What Lies Ahead for the Big Three RA Drugs?

Jackie Syrop
January 13, 2017
Are biosimilars that can potentially compete with Humira, Enbrel, and Remicade going to be able to pose a threat to the “Big Three” rheumatoid arthritis (RA) biologics?

What about other new products currently on the horizon for the treatment of RA? Seeking Alpha recently analyzed the large RA market—expected to be upwards of $20 billion by 2020--with special attention to biosimilars and new RA medications waiting in the wings and weighs in what the future might bring. 

RA affects approximately 4.9 million people globally (1.3 million Americans). The biologics Humira, Enbrel, and Remicade are usually used as a second-line treatments when patients do not have an adequate response to the first-line treatment for RA, usually disease-modifying antirheumatic drugs (DMARDs) like methotrexate. But about a third of RA patients have an inadequate response to DMARDs, so biologics for RA can be used in conjunction with DMARDs to increase clinical remission rates, or in some cases, as a first-line treatment. Most biologics marketed for RA are tumor necrosis factor-alpha (TNF-alpha) inhibitors, which have demonstrated high efficacy when combined with DMARDs, and strong safety profiles, with adverse events and serious adverse events similar to those seen with methotrexate therapy.

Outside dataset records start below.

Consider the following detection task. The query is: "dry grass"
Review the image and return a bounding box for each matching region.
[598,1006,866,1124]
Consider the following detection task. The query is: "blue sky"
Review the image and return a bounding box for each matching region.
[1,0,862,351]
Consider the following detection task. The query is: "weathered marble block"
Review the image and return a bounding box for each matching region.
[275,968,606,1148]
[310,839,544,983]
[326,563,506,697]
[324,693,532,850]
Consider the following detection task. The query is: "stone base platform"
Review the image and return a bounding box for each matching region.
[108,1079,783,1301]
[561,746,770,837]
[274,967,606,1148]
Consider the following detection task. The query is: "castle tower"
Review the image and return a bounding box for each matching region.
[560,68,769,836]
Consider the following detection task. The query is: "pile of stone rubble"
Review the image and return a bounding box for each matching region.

In the RA market, biologics have the highest rate of sales growth: over 92% of global RA sales come from biologics. Yet, as Seeking Alpha notes, biologics are not the first-line treatment for RA, so DMARDs and other therapies have a higher volume but generate less than 10% of total sales because of their low pricing.
 
The top-selling biologics (including all approved indications) globally were AbbVie (Humira) with a third of the market, Amgen (Enbrel) and Johnson & Johnson (Remicade) with 17% each, and Rituxan (Genentech) with 14% of the market (Rituxan’s main sales are for cancer). Simponi (Janssen) sales, at 6% of the market, is the next largest seller among biologics. Thus, the “Big Three” are far above the rest of the biologics. But by 2018 there should be a biosimilar of each of the Big Three drugs on the US market, says Seeking Alpha, after which it’s expected that sales in the RA market will begin to contract as more biologics and biosimilar enter the market and put pricing pressure on the industry.
 
So far, however, only one biosimilar has launched: Pfizer’s Inflectra, a biosimilar for Remicade. Seeking Alpha believes that Inflectra will likely negatively affect the sales of all biologics, not just Remicade. But Amjevita, an approved biosimilar for Humira, is not expected to launch in the US until 2018 at the earliest as it appears to be caught up in litigation delays, as is Erelzi, an approved Enbrel biosimilar. Other potentially approvable biosimilars are still in Phase III development.
Beyond biosimilars, according to Seeking Alpha, there looms approvals of new RA treatments  immediately on the horizon that show high clinical efficacy even as monotherapies, especially for patients who failed prior TNF-alpha inhibitor treatments. The closest to launch among these is baricitinib (Lilly/Incyte), which may be a “blockbuster” because it is an oral treatment and has shown clinical superiority over both Humira and Xeljanz, the other Janus kinase (JAK) inhibitor on the market. It has a strong safety profile. The deadline for the FDA to review the NDA for baricitinib is January 19, 2016, so unless there are delays, baricitinib could be launched this year. There are many other drugs for RA in the US pipeline as well. 
 
Summing Up

In the near future, Pfizer--the first to market with a Remicade biosimilar—will likely benefit from being able to generate sales while the other biosimilars fight it out in court. But once baricitinib enters the market, all of the RA products will feel it, especially if baricitinib can position itself ahead of TNF-alpha inhibitors. Johnson & Johnson may stop some of the losses  caused by Inflectra if its new RA products in the pipeline launch, but it will likely see a decline in market share. AbbeVie should do well because Humira’s longer effectiveness remains a selling point, and the company is fighting Amgen’s Humira biosimilar in court. AbbeVie’s new RA drug in the pipeline is expected to help keep revenues flowing should baricitinib be the blockbuster it may become. Finally, Amgen appears to be the least well positioned in the RA market because Amjevita, its biosimilar to Humira, is tied up in a legal fight, and the company has no products in its pipeline for RA besides biosimilars.